「それで、まずはどこに行くの?」
お世話になったシケ村を出てすぐ、前を歩くラミィとぼたんにねねは尋ねた。
2人と出会った際にあった腹部の裂傷は綺麗に治り、無事退院することができた。
今回は確かに大怪我ではあったものの、どちらかというと出血の方が危なかったらしく、あの時2人に出会っていなかったら助かっていなかっただろうと医者には言われた。2人には感謝感謝である。
「うーん、特に決めてないんだけど、ねねの記憶を戻すというよりは、これからどうすればいいかが教えてもらえるかもしれない場所に1か所心当たりがあるんだよね。だからとりあえずそこを目指そうかなって。ただ、少し遠いからそれまでに何か思い出すかもしれないし、そこに行ったからと言って記憶が戻るというわけではないからあんまり期待はしないでほしいんだけど」
正直ねねからしてみれば右も左も分からない状態なので、そんな風にほんの少しでも可能性があるところがあるのはありがたい。
「どんなところなの?」
「えっとね、ラミィのお師匠さんがいるところ。ただ、結構神出鬼没だから、絶対にいるとは限らないのが厄介なところなんだよね」
ふむ、師匠。
「それは、魔法が使えるとか?」
「んーん、まったく。ラミィって星の廻りを読んで、少し先の未来が見えたりすることがあるんだけど、その力の使い方を教えてくれた師匠」
……今さらっとおかしなことを言わなかったか? とねねは今のラミィの言葉を頭の中で反芻する。
「ししろんししろん、ラミィちゃんって天然以外にもちょっとソッチ系が入ってたりする?」
いわゆる厨二チック的なアレだ。
「言いたいことは分かるけど、これが困ったことに本当なんだわ。

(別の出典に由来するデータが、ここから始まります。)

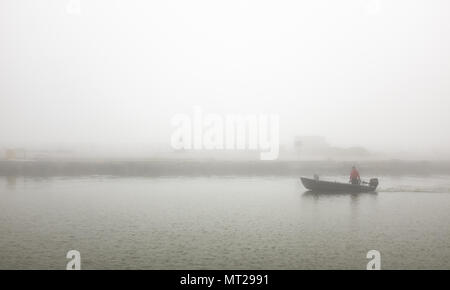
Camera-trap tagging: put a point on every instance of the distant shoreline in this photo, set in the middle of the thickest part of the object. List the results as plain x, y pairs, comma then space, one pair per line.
172, 167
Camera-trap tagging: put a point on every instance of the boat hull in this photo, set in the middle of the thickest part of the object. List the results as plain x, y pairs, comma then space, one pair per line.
332, 186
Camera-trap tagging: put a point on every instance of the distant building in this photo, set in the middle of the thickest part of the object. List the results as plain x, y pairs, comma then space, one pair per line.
318, 147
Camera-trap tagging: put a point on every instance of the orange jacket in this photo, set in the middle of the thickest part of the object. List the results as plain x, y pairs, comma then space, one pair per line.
354, 174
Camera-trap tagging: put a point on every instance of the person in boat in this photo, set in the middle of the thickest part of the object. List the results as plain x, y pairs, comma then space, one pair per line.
354, 176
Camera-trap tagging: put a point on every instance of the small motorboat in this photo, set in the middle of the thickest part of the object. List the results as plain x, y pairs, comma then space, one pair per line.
333, 186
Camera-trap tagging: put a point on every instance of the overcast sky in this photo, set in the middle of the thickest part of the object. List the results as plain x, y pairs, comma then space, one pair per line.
359, 72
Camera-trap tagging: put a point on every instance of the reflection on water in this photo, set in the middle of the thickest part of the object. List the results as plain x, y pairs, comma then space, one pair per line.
220, 223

私、前に見せてもらったことあるもん。何かラミちゃんの里で伝わる占星術の一種らしい。ただ占いと言うより、アレは未来予知だけどね」
「その時ししろんは何を見たの?」
「次の日の天気」
「それただの天気予報士だよ! 田舎の人は天気の変化に敏感みたいな話だよ! 見たのも多分星じゃなくて雲だよ!」
「でもその時は真夏だったのに気温が20℃を切るという異常気象で、それを当てたんよ」
「お、おお? 確かにそれは凄いのか?」
晴れとか雨とかではなく、異常気象を正確に言い当てたというのは凄いのかもしれない。でも未来予知で天気って聞くとどうしても嘘っぽく聞こえてしまう。
「でも、そんな力があるなら、そのお師匠様のとこに行かなくても、ラミィちゃんが見てくれればよくない?」
「ラミィが見えるのは未来に何が起きるかという決定事項だけで、こうすれば吉みたいな助言はできないからさ」
「ふぅん。そうなんだ」
よく分からないが、そのお師匠様はそういった助言をしてくれるということだろう。この先どうすれば良いか分からないねねにとってはありがたい事だ。
特に急ぎの用がある訳では無いという2人はむしろ行き先が見つかって良かったと言ってくれているが、早いとこ記憶を取り戻して2人には恩返しをしないといけないな。
ねねは心の中で改めて気合いを入れ直した。
「うーん」
その頃、シケ村からいくつかの渓谷を超えた先にそびえ立つ標高2,000メートルを超える山――
天近くに建てられた由緒正しき神社の本殿にて、大きなオオカミの耳を生やした黒髪の少女がタロットカードの「死神」を見ながら唸っていた。
「どうかしたのミオ?」
「……フブキさ、仮にも神様のいらっしゃる場所でその格好はだらけ過ぎだと思うんだウチは」
涼しい場所を探すように畳の上をゴロゴロと転がりながら首だけこちらに向けてくる白髪狐耳の少女、白上フブキに対してお小言をこぼす。
「まあまあまあ、それで? うーんうーん唸ってどしたの?」
まあまあじゃないよまったく……と呆れながらオオカミ耳の少女、大神ミオは死神のカードに視線を戻す。
「いやね、お馬鹿な弟子がここに来るような気がして」
「弟子って、100年以上前に旅してた時に見つけたっていう?」
「そうそう。筋は良いし飲み込みも早いんだけど、如何せんお馬鹿だったからなぁ」
「ミオがそこまで言うなんて珍しいね。そんなに頭の方がよろしくなくて?」
「いや、頭が良い故のお馬鹿というか」
「…………?」
ミオの矛盾めいた言葉に首を傾げるフブキ。そんなフブキを他所に、ミオは何かを諦めたように天を仰ぎ、
「厄介事を持ってこなきゃいいけど……」
無理だろうなぁと1つ大きなため息を零した。